Я сидел в кабинете, замученный до полусмерти и уставший, когда открылась дверь и вошел Слава. Окинув меня взглядом, он оценил мое состояние и понял, что ситуация дерьмовая. Тут же сделался серьезным и попросил оставить нас наедине на пять — десять минут для согласования позиции. Опера очень неохотно на это пошли, но все-таки уступили и вышли из кабинета.
— Как ты? Что с шеей? — В глазах тревога.
— Слава, мне пиздец, — шепчу я тихим подавленным голосом, — они меня всего вымотали, я не могу уже терпеть!
И я коротко рассказываю ему, что со мной вытворяли за последние сутки, как избивали, как я резал себе шею, чего от меня требуют, чего ждут. Я чувствовал, что выгляжу крайне жалко: усталый, с красными глазами, с перебинтованной шеей, весь в зеленке и крови, с медленной вялой речью, грязный, испуганный, с безразличием в глазах. Мне уже было все равно, что со мной будет. Наверное, схожее безразличие ощущали узники концлагерей: поведут их налево, в крематорий, или направо, на работу. Всё равно! Может, не в такой степени, может, не в такой глубокой безвыходности я находился, как люди в Аушвице, но кажется, что состояние душевного отчаяния было схоже. Это я уже понял потом, когда было время на анализ ситуации, читая Виктора Франкла и другие книжки о Холокосте.
Слава, выслушав меня, заговорил:
— Миха! Надо держаться! Если мы сейчас дадим показания, мы всё обосрем себе в суде. Там все подняты на уши, делается всё, чтобы вытащить вас! Все передают тебе привет и слова поддержки. Надо держаться, дружище! Крепись, осталось еще немного. На днях все должно решиться (и объясняет, что). Но сейчас показания давать нельзя, понимаешь?! На суде мы уже ничего не переиграем и не отменим этого протокола. По моей информации, у них нет ничего! Поэтому вас и ломают. Держись, Миха!
Все это было сказано очень твердо, уверенно, веско. И это были как раз те слова, в которых я нуждался! Это было то, что надо, тот необходимый глоток воздуха, который вернул меня к жизни! Слава просто пришел и спас меня! Я воодушевился словами его поддержки, его присутствием, у меня появились физические и душевные силы, я буквально воспрял духом! Это очень важный переломный момент в моей истории. Я находился на грани жизни, меня практически сломали. Меня через боль принуждали отказаться от себя, от друзей, от всего, во что я верил, чем жил. Но несколько слов товарища, друга, адвоката возродили меня! И я снова оказался в списке живых. Он просто вытащил меня на свет, дал уверенность и смысл всем моим страданиям, всей моей боли! Я понимал, что после отказа от дачи показаний мне будет пиздец! Я знал, я был просто уверен! Но зато теперь я знал, ради чего я буду терпеть и страдать, ради чего пойду на гибель. Ради того, что в меня верят. Ради того, что на меня рассчитывают и надеются. В конце концов — ради сплоченного единства мужской воли, духа и общей цели!
И я сказал: «Идем!»
Мы расположились в кабинете, где за черной допотопной печатной машинкой восседал с умным видом следователь Чайников. У входа стоял опер, еще один снаружи. Рядом со мной, достав ручку, бумагу и копирку, расположился Слава. За окном было темно. За окном царила уже белая осень, плавно переходящая в крепкую зиму.
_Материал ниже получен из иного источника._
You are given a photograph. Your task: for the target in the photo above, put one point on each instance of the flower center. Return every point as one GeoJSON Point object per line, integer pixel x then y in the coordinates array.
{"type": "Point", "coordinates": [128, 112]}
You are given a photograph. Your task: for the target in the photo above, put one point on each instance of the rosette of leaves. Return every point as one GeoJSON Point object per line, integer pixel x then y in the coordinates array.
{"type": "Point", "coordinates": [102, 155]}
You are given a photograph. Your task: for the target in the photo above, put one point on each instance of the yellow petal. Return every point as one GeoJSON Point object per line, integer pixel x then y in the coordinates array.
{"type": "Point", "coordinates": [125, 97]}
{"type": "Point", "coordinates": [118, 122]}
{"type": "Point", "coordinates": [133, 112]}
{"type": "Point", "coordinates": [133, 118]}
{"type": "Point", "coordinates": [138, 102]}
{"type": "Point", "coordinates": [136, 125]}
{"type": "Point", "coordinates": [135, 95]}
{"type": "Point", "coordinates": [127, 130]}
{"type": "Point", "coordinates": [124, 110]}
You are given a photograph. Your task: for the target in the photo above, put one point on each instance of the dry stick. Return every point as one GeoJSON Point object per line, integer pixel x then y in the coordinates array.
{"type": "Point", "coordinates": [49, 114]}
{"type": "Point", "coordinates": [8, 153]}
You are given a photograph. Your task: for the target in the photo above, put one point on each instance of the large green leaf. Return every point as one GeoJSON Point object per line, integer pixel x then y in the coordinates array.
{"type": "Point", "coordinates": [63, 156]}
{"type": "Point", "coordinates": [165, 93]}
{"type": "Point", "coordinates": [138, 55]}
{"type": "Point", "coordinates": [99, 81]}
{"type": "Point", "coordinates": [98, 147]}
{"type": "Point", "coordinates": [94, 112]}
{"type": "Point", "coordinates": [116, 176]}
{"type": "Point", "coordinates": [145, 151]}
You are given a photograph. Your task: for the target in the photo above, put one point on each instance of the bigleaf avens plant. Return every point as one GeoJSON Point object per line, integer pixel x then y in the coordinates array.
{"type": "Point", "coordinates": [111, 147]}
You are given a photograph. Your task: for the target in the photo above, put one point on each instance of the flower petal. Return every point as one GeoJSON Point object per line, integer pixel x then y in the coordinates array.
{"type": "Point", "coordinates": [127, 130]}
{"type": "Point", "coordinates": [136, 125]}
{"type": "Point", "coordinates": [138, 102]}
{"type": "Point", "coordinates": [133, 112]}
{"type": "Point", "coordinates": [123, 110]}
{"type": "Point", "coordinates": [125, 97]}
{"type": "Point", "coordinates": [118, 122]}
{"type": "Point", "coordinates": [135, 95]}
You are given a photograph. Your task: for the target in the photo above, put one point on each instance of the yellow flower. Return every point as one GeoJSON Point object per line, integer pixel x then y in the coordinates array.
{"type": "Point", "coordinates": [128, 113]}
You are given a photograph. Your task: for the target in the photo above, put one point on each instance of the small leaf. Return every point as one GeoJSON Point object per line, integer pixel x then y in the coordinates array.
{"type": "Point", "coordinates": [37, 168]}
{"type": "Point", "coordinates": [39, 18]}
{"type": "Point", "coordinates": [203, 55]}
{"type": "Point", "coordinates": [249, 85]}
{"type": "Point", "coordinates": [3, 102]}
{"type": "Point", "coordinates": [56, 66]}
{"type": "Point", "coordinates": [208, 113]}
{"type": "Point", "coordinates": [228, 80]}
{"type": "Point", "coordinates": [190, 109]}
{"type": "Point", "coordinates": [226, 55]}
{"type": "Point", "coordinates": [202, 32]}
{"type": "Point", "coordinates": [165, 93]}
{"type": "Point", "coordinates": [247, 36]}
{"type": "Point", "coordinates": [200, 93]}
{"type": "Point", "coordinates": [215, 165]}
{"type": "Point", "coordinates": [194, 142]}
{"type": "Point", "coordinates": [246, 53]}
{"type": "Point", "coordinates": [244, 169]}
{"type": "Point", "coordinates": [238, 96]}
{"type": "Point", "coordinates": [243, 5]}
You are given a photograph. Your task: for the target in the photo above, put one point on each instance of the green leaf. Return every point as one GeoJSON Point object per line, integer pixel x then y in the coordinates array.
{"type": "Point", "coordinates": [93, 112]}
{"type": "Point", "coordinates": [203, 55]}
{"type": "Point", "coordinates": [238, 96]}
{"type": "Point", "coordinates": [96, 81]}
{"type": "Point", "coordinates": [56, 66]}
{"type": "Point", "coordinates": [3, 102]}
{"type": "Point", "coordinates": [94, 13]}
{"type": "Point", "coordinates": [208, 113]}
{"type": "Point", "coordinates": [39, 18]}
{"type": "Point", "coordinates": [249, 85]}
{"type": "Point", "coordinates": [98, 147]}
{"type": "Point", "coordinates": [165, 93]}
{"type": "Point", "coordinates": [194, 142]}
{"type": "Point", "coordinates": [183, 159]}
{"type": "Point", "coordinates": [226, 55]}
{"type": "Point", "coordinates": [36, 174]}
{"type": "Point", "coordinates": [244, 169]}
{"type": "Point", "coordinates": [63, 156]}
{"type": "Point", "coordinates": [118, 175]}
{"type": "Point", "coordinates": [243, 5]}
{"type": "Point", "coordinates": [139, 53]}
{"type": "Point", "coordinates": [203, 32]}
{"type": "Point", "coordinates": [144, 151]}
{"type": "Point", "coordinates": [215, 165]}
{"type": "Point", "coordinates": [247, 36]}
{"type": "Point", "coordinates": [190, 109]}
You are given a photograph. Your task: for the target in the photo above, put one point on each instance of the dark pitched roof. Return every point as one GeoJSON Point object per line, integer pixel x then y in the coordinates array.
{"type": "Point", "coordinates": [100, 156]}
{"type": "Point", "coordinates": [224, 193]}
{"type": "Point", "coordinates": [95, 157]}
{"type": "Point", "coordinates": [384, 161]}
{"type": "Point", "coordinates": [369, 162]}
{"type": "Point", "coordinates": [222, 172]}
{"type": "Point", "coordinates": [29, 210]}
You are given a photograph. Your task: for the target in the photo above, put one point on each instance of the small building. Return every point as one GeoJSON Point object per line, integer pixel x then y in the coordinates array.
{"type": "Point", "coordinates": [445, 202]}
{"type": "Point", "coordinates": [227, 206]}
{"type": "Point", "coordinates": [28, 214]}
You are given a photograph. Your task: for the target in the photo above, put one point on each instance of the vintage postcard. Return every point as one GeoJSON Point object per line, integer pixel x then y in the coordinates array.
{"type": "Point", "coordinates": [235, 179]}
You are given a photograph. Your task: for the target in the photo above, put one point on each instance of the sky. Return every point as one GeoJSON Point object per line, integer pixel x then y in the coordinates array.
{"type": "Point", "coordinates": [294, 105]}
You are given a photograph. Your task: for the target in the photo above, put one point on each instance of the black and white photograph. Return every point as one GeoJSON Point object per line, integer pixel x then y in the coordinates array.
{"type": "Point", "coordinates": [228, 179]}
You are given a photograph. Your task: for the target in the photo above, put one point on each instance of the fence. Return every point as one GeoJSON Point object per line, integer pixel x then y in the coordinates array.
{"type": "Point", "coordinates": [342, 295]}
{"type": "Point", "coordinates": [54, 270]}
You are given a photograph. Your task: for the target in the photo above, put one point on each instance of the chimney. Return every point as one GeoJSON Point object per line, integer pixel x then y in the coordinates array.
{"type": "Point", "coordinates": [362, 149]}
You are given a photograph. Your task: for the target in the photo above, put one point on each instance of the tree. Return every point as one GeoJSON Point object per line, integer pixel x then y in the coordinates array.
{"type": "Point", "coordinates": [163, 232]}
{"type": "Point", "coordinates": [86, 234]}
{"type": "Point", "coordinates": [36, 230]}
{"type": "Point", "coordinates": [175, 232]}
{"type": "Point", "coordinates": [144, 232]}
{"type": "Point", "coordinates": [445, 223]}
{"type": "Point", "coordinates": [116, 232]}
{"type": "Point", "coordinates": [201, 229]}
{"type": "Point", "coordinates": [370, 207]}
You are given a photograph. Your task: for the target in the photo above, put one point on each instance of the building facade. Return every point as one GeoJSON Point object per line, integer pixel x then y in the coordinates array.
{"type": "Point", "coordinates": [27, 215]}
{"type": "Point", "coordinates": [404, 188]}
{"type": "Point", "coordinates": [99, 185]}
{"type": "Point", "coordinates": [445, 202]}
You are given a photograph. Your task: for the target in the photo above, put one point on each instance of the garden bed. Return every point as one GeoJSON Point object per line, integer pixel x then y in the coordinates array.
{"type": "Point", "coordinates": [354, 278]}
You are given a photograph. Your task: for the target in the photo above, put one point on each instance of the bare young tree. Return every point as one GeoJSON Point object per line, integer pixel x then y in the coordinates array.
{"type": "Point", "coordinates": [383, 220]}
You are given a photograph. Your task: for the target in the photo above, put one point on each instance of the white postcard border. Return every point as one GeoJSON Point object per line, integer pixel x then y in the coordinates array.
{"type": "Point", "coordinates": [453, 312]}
И вот настал разоблачительный, кульминационный, а для меня трагичный момент. Чайников заправляет лист бумаги в машинку, впечатывает фабулу протокола допроса: время, место, участвующие лица и т. д. И задает вопрос: «Скажите, подозреваемый, что вы можете сказать об обстоятельствах убийства гражданина Телущенко 5 сентября 2003 года?» (Это еще одно дело, которое на меня усиленно вешали иркутские опера.)
И тут я им выдаю совсем не то, что они от меня ожидали, я говорю: «Я желаю воспользоваться пятьдесят первой статьей Конституции РФ и не давать показания против себя. Кроме того, я хочу заявить, что на протяжении двух суток я подвергался избиениям в здании УБОПа, меня избивали железной палкой, руками, ногами, пытали током сотрудники ОРЗУ (называю фамилии), заставляя признаться в преступлении. Чтобы остановить это издевательство, я порезал себе бритвочкой шею».
Они выпали в осадок! Надо было видеть их лица. У Чайникова изменился цвет лица, он побагровел от досады и злости и засопел через ноздри. Начал печатать. У опера зазвенел телефон. Когда он ответил, мне было слышно из трубки, что это звонило ожидающее в УБОПе начальство с расспросами о ходе допроса. Узнав, что я отказался давать показания, голос в трубке категорически сказал: «Потом сюда его сразу!»